Gathering Data¶
In experimentation, when writing a training module, and when writing a serving application, step one is generally always gathering the necessary data.
While the data being gathered can obviously vary wildly from experiment to experiment, its process is fairly standardized in our systems. Our key principle is reproducibility, and out of that falls 3 points of emphasis:
- Use of the feature store.
- Structuring data access as a training task.
- Use of auxiliary public data.
Reproducibility¶
The key principle underlying each of the remaining points is reproducibility. Reproducibility can be a challenge in machine learning, particular in academic settings, but within our own company it should be a non-issue. Once written, an experiment's training process should be able to run the exact same data generation process at any point in time.
Practically, this can be exercised in the following ways:
- Use a single point of access.
- There should be one, and only one, way to access a particular piece of data.
- This should be independent of the scale of the data or the environment; building a large dataset for training and grabbing information for a single entity for serving should use the same point of access.
- Store processes, not data.
- For example, when data is queried, whether from internal or external systems, do not save the data as an artifact manually (for example in cloud storage) and make the code a simple read of that file.
- Instead, the code should be the process that queried the data from the internal/external system; we rely on our training processes to handle the artifact generation.
- Random processes must be seeded. This is not something we can enforce in tooling, so it is part of the style guide.
- Allow point-in-time access.
- This mostly comes through tooling, and this is discussed below with the feature store.
- Generally, though, it means that any query should be able to be run with an additional timestamp parameter; with this parameter, all data that was ingested after the given timestamp would be ignored, effectively making the query "as of" that time.
Feature Store¶
The feature store is our single point of access for both row and column oriented raw data, as well as aggregations and functions on raw data. It accomplishes the reproducibility goals above due to two of its key properties:
- It is a single point of access that consumes data from OLTP, OLAP, and graph sources.
- The OLTP data source serves single or low-multiple entity access from the feature store.
- The OLAP data source serves high-multiple entity access from the feature store.
- The graph data source serves enrichments, which are functions over the raw data present in OLTP and OLAP that leverage the graph structure to perform more powerful computations.
- The choice of data source is made by the feature store by default according to these rules, giving one unified interface to all 3 data sources.
- It stores functions, not data.
- The feature store is a collection of functions over single instances which can be mapped to many instances.
- Rather than running these functions on a schedule and storing their results, we compute the values of features for given entities on-demand.
- The functions we store necessarily provide point-in-time access parameters.
- Every function in the feature store takes in a timestamp which can be used to restrict the ingestion timestamps of data that it considers.

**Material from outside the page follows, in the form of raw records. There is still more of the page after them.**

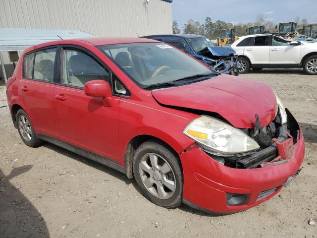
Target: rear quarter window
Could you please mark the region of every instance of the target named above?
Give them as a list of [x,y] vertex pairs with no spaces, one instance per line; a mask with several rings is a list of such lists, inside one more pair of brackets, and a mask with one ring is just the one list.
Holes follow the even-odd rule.
[[253,45],[254,37],[248,37],[243,39],[240,43],[237,45],[237,47],[251,46]]
[[26,55],[24,59],[23,77],[32,78],[33,72],[34,53]]

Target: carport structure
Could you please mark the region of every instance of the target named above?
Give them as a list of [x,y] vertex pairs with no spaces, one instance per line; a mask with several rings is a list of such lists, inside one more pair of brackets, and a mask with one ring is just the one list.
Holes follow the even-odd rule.
[[96,36],[78,30],[0,29],[0,64],[5,84],[7,80],[4,66],[6,62],[2,52],[18,52],[30,46],[49,41],[93,36]]

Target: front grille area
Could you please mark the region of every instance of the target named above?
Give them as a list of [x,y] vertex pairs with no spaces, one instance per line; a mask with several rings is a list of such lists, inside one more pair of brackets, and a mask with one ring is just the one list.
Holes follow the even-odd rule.
[[271,188],[269,190],[265,190],[265,191],[262,191],[259,194],[259,196],[258,197],[258,198],[257,198],[257,201],[259,201],[261,199],[263,199],[263,198],[266,197],[267,196],[269,196],[272,193],[277,191],[277,189],[279,188],[280,186],[279,186],[278,187],[274,187],[274,188]]

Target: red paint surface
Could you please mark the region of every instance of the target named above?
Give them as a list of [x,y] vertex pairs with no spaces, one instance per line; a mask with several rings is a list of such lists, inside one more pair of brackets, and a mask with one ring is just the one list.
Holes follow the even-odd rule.
[[[163,105],[216,112],[234,126],[250,128],[253,127],[255,114],[260,117],[263,126],[274,118],[277,109],[272,90],[261,83],[222,75],[151,93],[135,85],[95,46],[153,42],[156,41],[95,38],[58,41],[31,47],[25,51],[21,59],[27,52],[51,45],[84,47],[111,69],[131,96],[129,98],[112,96],[112,106],[105,107],[102,97],[89,97],[83,89],[22,78],[20,60],[7,84],[10,112],[12,114],[13,105],[19,105],[29,115],[37,133],[106,157],[122,167],[127,146],[133,138],[147,135],[158,138],[179,154],[184,173],[184,198],[214,212],[245,210],[273,196],[256,201],[260,192],[282,185],[298,170],[305,149],[301,130],[301,139],[294,146],[294,155],[288,163],[254,169],[231,169],[216,162],[195,146],[184,152],[194,141],[185,135],[183,130],[199,116],[164,107],[156,100]],[[250,192],[248,204],[228,207],[225,192]]]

For more details on how the feature store works, see the paystone package article.
Training Task¶
Gathering data for a training module should always be one of the tasks of its Experiment computation graph. This follows from the principle of storing processes instead of data.
It is also important because the artifacts generated by a training procedure are the outputs of the tasks in its Experiment. This means that by having a task whose output is the experiment's data, we implicitly save that data as an artifact. Data is a key piece of experiment lineage.
The task should typically produce 6 data objects: training features, training labels, validation features, validation labels, testing features, and testing labels. paystone.training.types.data.SplitDataset
is a convenience data model for holding these.
Auxiliary Public Data¶
Not all training data will necessarily come from the feature store. Sometimes, auxiliary data is needed, particularly for early iterations of a service where data may be sparse.
When using public data to enrich a dataset, follow the same principles as above. Include its retrieval in the data retrieval task of the experiment. Do not retrieve it via an ad-hoc process and store it as a file to be loaded.
Since this data is going to have less documentation than data that comes from the CDP, be sure to emphasize it in the documentation of the experiment itself.